Forget the Da Vinci Code, prepare to see the genius of the real Leonardo da Vinci with a special exhibition of his amazing drawings in Sheffield.
Leonardo da Vinci is of course best known for his paintings the Mona Lisa and The Last Supper but he was a fascinating figure who also had interests in science, engineering, architecture, anatomy and a host of other subjects.
The 16th-century Italian artist spent his life exploring how the world worked.
Leonardo did drawings setting down his ideas and the results of his investigations in notebooks, with copious jottings made in his trademark backwards ‘mirror’ writing, going right to left, that he found easier because he was left handed.

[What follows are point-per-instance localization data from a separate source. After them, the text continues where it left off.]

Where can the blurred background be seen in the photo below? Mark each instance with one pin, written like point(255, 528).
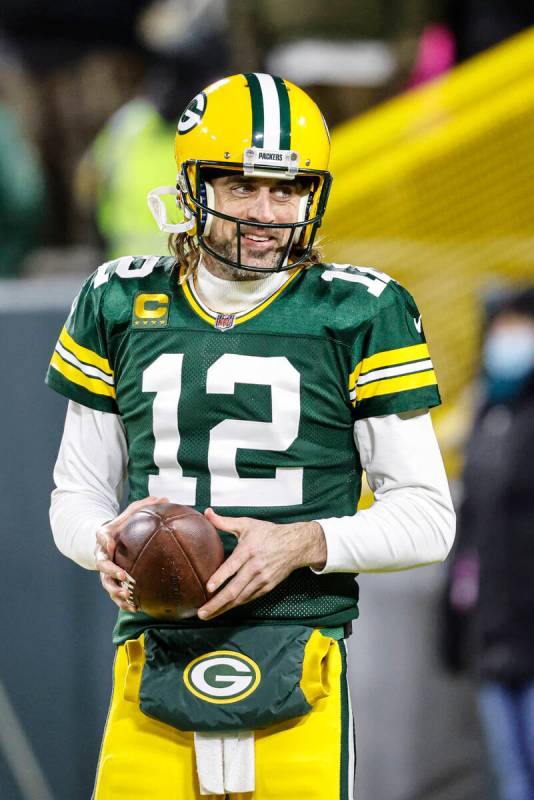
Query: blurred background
point(431, 108)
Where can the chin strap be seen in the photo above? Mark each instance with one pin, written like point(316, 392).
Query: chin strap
point(159, 211)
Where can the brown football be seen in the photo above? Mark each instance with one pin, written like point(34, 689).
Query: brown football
point(170, 551)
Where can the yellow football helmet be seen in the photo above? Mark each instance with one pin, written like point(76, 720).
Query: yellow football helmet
point(259, 125)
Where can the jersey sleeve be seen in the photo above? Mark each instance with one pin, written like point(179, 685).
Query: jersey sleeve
point(80, 367)
point(392, 369)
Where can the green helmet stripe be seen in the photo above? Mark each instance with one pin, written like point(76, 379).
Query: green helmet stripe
point(285, 114)
point(258, 118)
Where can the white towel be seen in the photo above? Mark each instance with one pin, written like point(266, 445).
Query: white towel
point(225, 762)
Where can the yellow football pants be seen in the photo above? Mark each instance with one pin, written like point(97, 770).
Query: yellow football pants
point(308, 758)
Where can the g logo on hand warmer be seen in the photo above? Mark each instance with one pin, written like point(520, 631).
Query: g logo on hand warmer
point(222, 676)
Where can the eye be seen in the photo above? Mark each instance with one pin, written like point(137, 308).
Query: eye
point(283, 192)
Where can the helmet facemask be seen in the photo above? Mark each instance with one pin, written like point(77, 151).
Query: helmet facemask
point(199, 197)
point(259, 126)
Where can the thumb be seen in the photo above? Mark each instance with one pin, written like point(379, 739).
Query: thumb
point(234, 525)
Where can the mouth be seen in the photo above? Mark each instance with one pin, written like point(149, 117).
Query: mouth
point(258, 241)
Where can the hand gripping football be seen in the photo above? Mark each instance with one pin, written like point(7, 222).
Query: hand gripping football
point(170, 551)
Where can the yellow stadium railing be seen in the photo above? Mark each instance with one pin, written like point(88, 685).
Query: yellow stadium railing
point(435, 187)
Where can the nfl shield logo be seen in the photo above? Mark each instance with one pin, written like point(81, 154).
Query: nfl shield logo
point(224, 322)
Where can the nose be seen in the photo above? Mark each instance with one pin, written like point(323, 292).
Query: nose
point(261, 209)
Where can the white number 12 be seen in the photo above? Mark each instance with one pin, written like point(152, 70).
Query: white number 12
point(164, 377)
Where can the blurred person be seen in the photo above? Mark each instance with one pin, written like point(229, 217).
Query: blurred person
point(22, 193)
point(349, 56)
point(297, 375)
point(491, 590)
point(130, 155)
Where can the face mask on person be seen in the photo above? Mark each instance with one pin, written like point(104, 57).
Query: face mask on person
point(508, 358)
point(509, 352)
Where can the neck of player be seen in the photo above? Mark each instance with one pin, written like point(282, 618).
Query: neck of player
point(226, 292)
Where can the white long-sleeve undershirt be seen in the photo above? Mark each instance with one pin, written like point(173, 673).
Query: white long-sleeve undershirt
point(410, 524)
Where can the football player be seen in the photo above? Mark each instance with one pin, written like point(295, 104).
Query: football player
point(245, 377)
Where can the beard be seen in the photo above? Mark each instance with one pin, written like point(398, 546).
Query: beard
point(266, 261)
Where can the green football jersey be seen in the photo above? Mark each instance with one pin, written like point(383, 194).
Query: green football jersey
point(251, 413)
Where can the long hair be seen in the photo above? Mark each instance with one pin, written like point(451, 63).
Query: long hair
point(186, 251)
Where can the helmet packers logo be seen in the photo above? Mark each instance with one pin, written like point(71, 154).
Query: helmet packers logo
point(222, 676)
point(193, 113)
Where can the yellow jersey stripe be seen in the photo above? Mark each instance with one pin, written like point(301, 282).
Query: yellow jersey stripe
point(402, 383)
point(74, 375)
point(84, 354)
point(389, 358)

Some of his most important notebooks found their way into the Royal Collection hundreds of years ago and, as next year is the 500th anniversary of Leonardo’s birth, pages of drawings from them are going on show around the country.
Sheffield is one of 12 lucky British cities chosen to host a unique exhibition of 12 drawings taken from the collection.
Every city will show 12 different drawings at the same time and all 144 will be brought together afterwards and go on display at Buckingham Palace and Holyrood House in Scotland.
Royal Collection Trust Head of Prints and Drawings, Martin Clayton, came to Sheffield to speak at a special launch event at the Millennium Gallery, which will host the exhibition from February 1 to May 6.
He said: “The drawings were working drawings not done for others to see.
“They are probably the most extraordinary record of a mind, 500 years on.
“You will be able to see how his thoughts spawned other thoughts, in his famous mirror-image writing.”
Martin said he had selected the drawings to represent all Leonardo’s different interests.
Some will have been made as designs for commissions for his rich masters at various aristocratic courts in Italy and France.
One drawing, of a design for an elaborate metalwork table decoration with revolving parts, was chosen specially to be seen in Sheffield because of its long history of beautiful metalwork design and manufacture, said Martin.
The others include studies on the movement of water, wonderful fancy dress party costumes, anatomical studies of the liver and workings of the body, made after he dissected corpses, one of St George and dragon and lions, and an accurate drawing of a ravine.
One picture of a man’s head, seen on this page, is called the wild man because of his unusual features.
While the exhibition is in Sheffield, lots of events will involve students, people from industry and others giving their response to Leonardo’s work and ideas.
Laura Travis, head of learning and participation at Museums Sheffield, said: “To see this work in our home city will be an event that no-one will ever forget.”